HISTORY OF THE VILLAGE EAST CINEMA
The Village East Cinema, located at 181-189 Second Avenue, opened in 1926 as The Yiddish Art Theater in the heart of New York City’s Jewish Rialto district. Designed by prominent Brooklyn lawyer and Jewish community leader Louis Jaffe, the historic building was built as an elaborate, 1265 seat live theater for Yiddish theater pioneer Maurice Schwartz. The interior was designed in the Moorish Revival style that was popular in synagogues at the time, and included a forty-foot ornamental ceiling with a spectacular Star of David in the center that is still present today.
The Yiddish Art Theater housed elaborate productions from Maurice Schwartz and his troupe, such as “The Tenth Commandment” (1926) and “Yoshe Kalb” (1932) which ran for a record 300 performances.
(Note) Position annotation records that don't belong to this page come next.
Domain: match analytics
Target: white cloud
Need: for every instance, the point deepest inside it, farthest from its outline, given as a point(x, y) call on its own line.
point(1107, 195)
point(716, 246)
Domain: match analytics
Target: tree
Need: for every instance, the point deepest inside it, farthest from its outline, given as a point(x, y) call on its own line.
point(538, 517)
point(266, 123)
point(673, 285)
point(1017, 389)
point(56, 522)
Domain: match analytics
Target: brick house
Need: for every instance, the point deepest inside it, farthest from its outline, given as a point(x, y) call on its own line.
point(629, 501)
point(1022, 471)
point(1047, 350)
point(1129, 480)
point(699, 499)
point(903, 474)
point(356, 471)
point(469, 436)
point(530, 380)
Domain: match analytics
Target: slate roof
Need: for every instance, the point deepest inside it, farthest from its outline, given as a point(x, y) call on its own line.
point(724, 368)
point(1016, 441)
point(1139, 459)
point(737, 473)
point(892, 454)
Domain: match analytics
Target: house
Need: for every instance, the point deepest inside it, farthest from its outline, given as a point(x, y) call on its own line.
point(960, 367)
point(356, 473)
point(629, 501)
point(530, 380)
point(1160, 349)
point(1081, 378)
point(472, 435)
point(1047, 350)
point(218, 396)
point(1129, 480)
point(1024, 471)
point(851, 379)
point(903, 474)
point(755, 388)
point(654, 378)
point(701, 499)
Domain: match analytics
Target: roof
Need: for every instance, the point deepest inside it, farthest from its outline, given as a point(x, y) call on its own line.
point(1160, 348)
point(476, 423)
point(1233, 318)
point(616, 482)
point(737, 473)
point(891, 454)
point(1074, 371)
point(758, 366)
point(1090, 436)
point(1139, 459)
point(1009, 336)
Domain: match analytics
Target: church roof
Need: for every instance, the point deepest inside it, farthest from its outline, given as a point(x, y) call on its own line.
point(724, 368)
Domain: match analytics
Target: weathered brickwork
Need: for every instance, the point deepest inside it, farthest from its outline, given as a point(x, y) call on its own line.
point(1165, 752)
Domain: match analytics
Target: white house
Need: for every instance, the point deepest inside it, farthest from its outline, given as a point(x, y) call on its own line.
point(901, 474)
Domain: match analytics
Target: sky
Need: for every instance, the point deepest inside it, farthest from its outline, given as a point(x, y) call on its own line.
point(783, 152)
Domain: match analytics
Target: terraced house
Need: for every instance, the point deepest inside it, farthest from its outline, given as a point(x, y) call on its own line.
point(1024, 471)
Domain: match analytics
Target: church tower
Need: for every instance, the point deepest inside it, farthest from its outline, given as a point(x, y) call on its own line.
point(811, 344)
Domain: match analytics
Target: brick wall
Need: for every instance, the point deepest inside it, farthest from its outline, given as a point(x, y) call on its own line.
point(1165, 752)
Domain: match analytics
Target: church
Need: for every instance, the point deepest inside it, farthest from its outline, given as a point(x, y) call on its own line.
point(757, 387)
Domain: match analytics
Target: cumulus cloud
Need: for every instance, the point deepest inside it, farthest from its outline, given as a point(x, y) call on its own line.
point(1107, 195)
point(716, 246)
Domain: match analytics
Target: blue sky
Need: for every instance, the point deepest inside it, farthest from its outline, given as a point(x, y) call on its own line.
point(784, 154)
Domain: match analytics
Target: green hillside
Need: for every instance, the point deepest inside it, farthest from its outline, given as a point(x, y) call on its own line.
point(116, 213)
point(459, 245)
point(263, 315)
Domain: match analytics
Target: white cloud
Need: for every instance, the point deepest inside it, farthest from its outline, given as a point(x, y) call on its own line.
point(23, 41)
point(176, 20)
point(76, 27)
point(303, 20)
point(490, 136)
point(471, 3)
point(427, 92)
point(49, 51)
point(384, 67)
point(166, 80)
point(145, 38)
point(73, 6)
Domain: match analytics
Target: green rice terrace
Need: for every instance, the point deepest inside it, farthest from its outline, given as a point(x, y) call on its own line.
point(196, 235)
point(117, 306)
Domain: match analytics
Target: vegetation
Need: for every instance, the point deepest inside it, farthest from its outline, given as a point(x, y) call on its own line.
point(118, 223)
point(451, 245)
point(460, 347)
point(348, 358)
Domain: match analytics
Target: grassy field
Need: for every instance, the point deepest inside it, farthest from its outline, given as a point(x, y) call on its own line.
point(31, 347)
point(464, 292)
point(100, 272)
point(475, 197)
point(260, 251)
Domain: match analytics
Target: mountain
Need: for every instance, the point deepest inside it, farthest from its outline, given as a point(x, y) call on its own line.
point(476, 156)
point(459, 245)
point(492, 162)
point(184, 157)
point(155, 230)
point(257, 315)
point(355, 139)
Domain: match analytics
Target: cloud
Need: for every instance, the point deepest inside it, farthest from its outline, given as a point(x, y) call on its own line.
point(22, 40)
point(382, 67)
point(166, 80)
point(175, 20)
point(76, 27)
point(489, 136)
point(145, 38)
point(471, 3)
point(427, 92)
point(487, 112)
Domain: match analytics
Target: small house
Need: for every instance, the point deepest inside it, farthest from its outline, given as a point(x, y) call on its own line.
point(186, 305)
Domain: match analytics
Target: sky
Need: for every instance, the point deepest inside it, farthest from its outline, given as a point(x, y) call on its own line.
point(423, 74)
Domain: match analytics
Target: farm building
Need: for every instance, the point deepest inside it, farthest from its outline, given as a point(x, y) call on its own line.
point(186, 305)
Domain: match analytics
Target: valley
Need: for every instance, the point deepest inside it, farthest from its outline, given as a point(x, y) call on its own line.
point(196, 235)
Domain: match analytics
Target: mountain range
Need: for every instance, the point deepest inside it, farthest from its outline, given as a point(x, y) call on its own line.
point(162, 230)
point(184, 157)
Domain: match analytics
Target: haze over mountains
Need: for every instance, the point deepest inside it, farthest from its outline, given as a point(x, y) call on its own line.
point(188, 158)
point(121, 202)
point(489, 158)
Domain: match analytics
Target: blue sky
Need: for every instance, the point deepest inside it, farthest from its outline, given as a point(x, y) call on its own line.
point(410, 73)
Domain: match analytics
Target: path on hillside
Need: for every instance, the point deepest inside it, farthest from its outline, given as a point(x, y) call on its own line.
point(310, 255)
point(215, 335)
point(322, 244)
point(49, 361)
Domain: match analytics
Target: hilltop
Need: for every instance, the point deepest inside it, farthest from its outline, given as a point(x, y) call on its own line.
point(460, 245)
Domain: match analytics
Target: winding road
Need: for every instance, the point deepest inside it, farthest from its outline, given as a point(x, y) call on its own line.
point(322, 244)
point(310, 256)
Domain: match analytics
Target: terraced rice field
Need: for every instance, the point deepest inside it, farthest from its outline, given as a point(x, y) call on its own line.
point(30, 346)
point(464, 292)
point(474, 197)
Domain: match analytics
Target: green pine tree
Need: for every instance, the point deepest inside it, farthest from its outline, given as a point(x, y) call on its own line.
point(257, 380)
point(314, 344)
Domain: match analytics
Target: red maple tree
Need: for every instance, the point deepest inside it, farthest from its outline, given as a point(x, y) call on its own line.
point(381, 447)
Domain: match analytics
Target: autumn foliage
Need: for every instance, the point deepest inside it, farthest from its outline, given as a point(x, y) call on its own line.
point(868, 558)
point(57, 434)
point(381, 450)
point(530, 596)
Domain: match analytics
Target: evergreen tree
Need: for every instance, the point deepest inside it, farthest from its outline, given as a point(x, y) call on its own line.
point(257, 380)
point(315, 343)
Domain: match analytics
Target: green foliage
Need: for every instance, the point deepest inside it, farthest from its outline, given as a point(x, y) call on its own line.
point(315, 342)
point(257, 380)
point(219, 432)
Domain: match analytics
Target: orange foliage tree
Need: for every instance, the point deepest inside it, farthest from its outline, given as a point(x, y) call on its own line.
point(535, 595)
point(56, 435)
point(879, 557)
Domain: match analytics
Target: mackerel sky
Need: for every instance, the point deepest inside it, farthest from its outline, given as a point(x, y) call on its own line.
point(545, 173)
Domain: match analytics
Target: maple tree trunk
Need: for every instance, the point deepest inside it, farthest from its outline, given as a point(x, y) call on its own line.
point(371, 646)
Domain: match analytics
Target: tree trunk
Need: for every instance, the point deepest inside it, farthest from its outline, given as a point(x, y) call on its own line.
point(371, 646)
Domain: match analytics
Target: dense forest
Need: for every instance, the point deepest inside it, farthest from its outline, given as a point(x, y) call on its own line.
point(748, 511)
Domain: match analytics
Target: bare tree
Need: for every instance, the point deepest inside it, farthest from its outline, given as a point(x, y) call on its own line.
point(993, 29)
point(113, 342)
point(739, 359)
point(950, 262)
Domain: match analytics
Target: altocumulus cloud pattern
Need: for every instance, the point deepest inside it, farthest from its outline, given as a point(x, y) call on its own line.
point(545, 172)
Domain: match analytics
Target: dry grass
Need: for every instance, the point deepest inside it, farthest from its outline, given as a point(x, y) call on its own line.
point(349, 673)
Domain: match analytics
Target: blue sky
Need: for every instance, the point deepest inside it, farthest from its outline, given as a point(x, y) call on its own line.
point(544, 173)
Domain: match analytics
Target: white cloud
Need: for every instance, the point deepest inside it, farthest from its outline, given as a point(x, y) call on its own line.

Schwartz’s loyal following and festive, imaginative plays attracted such renowned guests as Albert Einstein, Charlie Chaplin, George Gershwin and former New York City mayor Fiorello LaGuardia.
The building went through several names and incarnations throughout the mid-1900s, including The Stuyvesant Theater, a film exhibition house, and a stint as the East Village landmark The Phoenix Theater, where it housed such productions “Oh! Calcutta”, “Grease”, “The Best Little Whorehouse in Texas”, “The Princess and the Pea” and “Joseph and the Amazing Technicolor Dreamcoat”.
In 1992, the theater was restored and converted into the Village East Cinema, a beautiful, seven-screen movie theater. Its sprawling, ornate main auditorium features stadium and balcony seating as well as an oversized screen, and the theater remains one of New York City’s best places to see a film. The upper and lower lobbies of the theater were beautifully renovated in 2006 and feature new concession stands and comfortable couches and lounge areas.
The Village East Cinema features an eclectic mix of programming, from commercial blockbusters to the finest in independent film. In addition to premiering many independent films, the Village East Cinema, which is located 10 blocks north of its sister theater, the renowned Angelika Film Center, frequently continues the engagements of many of the films that open at the Angelika.